Pour essayer de comprendre cette critique baroque du « séparatisme » de la part des macronistes, on peut en revanche regarder du côté de sociologues complaisants avec l’idéologie communautariste. À la suite de Jean Baubérot, Philippe Portier parle doctement de « laïcité séparatiste », par référence à la loi du 9 décembre 1905 portant séparation des Églises et de l’État. Dans L’État et les religions en France, Portier oppose la « laïcité séparatiste » (en réalité : la laïcité) à une laïcité « partenariale » ou « coopérationniste », qui est une version adaptée à la mondialisation contemporaine du régime concordataire de 1801. De leur côté, les députés macronistes avancent dans leur rapport des préconisations allant dans le sens d’un « partenariat » concordataire entre l’État et le culte musulman. Ils complètent en cela le souhait de Macron affirmé devant la Conférence des évêques de France de « réparer » le « lien abîmé » entre l’Église catholique et l’État. La prétendue lutte contre le « séparatisme » cacherait-elle une lutte contre le principe laïque de séparation de l’autorité publique et des associations religieuses, par lequel la République ne reconnaît et ne finance aucun culte ? On jouerait ainsi avec les mots pour mieux brouiller les idées et les projets.
Mais il est une autre façon de saper le principe laïque de séparation. Elle consiste à s’en réclamer, en le privant de ses contenus essentiels, et ainsi, à le rendre inapplicable. L’« Observatoire de la laïcité » excelle en la matière. Lorsque ce premier de cordée institutionnel de la « laïcité ouverte » évoque la neutralité des agents publics, il omet de préciser que la bonne marche des services publics impose des obligations particulières à ses bénéficiaires, appelés à limiter leurs prétentions notamment religieuses. L’Observatoire ignore également que l’école publique a besoin de maintenir en son sein des cadres plus protecteurs et plus exigeants que ceux de l’espace public de la rue, sans lesquels elle ne pourrait remplir sa fonction de transmission des connaissances rationnelles, de formation à l’esprit critique et à la citoyenneté éclairée. Tout comme l’« Observatoire de la laïcité », le rapport des députés marcheurs ignore ces deux exigences élémentaires pour faire vivre la laïcité dans les services publics et à l’école. Ainsi, cette nouvelle « laïcité anti-séparatiste » que Macron s’apprête à promouvoir, ne serait, au bout du compte, qu’une version recyclée de la « laïcité inclusive », qui est elle-même un produit dérivé de la « laïcité ouverte » : d’une laïcité qui n’en est plus une. Tout ça pour ça ?

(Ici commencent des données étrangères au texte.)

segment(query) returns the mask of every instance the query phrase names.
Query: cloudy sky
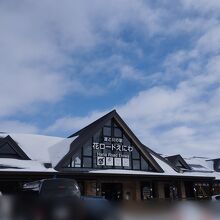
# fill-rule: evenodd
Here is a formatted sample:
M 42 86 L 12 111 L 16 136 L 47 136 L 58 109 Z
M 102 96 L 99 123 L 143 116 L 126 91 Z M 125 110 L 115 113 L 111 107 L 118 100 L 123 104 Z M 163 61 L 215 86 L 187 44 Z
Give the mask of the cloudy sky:
M 0 131 L 68 136 L 116 109 L 166 154 L 220 156 L 219 0 L 0 0 Z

Mais au sein même du combat laïque, on peut alerter sur l’erreur théorique et politique d’une autre séparation, qui consiste, celle-là, à disjoindre les enjeux laïques et les enjeux sociaux. La persistance d’une laïcité de surplomb, qui s’en tient à l’affirmation performative du principe de laïcité, estimant que ce qui se passe dans la société n’est guère son affaire, court le risque de l’inefficience ou de l’autoritarisme. À l’inverse, les luttes sociales pour le service public, les régimes de retraite, les droits sociaux, les assurances maladie, se privent souvent du levier intellectuel majeur qui aiderait le mouvement social et syndical à se prémunir durablement de son infiltration mortifère par l’idéologie communautariste, ennemie irréductible des valeurs émancipatrices portées par le mouvement ouvrier des XIXe et XXe siècles.
1 Ndr : Ce texte a été écrit peu avant le discours d’Emmanuel Macron sur le communautarisme et le séparatisme du 18 février à Mulhouse. L’article de Zohra Ramdane « Communautarisme, séparatisme : encore faudra-t-il sortir du flou et de l’ambiguïté ! » a quant a lui été rédigé après le discours.